Students See Change After Accounts FiascoBy Brett Altschul
In the wake of the news that the Office of Residence and Campus Activities mishandled transactions totalling nearly $140,000 in student activities funds, student groups are angered but optimistic that news of the mismanagement will force changes to be made to a system that they have long suspected was not working.
The now-defunct student group Safewalk accumulated a deficit of about $20,000, almost half of the $50,000 estimated to be owed by student groups, before shutting down last year, said Associate Dean for Residence and Campus Activities Andrew M. Eisenmann '75.

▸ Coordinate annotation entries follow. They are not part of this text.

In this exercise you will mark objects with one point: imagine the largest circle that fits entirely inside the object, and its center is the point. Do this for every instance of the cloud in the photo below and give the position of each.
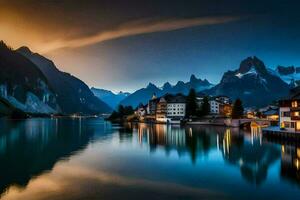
(136, 28)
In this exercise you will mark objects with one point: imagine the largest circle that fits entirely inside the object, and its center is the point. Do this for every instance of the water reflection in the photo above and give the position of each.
(79, 155)
(30, 147)
(244, 150)
(290, 163)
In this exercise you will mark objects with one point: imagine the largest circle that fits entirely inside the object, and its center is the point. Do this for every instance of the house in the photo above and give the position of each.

Eisenmann said that Safewalk accumulated this debt because it began with a set endowment and never raised additional funds. The group continued to pay its employees even when no funds were available, leading to the debt. Safewalk ceased to exist last year because of a lack of use, Campus Police said fall.
Eisenmann said that RCA hoped to give student groups a full listing of their expenditures over the last three years on Friday. "The totals pretty much exist now, but we're rechecking them and preparing other information to go with them," he said.
Outside accounts may be allowed
RCA has obtained an entirely new software package for managing student accounts, Eisenmann said. The new software is superior because it is a commercial accounting program, he said. The old program used by RCA was a custom-written program with a relational database program.
There is also a draft proposal before senior officers of MIT to allow student groups to keep outside accounts, Eisenmann said. He said that he expected the plan to be approved, given the recent fiasco and the fact that many groups still have illicit outside accounts.
About two-thirds of student groups - probably over 100 - currently have outside accounts, said Undergraduate Association Treasurer Russell S. Light '98. Only about 10 groups are actually authorized to have outside accounts, he said.
Jay P. Muchnij '98, president of the MIT Science Fiction Society, a group that has quarreled with RCA in the past over their accounts, was somewhat pleased at the news of the problems. MITSFS has been trying for several years to get outside accounts, Muchnij said.
"We've been working with [RCA], trying to deal with these problems, but the negotiations have been going slowly," he said. "This news should help speed up the negotiations."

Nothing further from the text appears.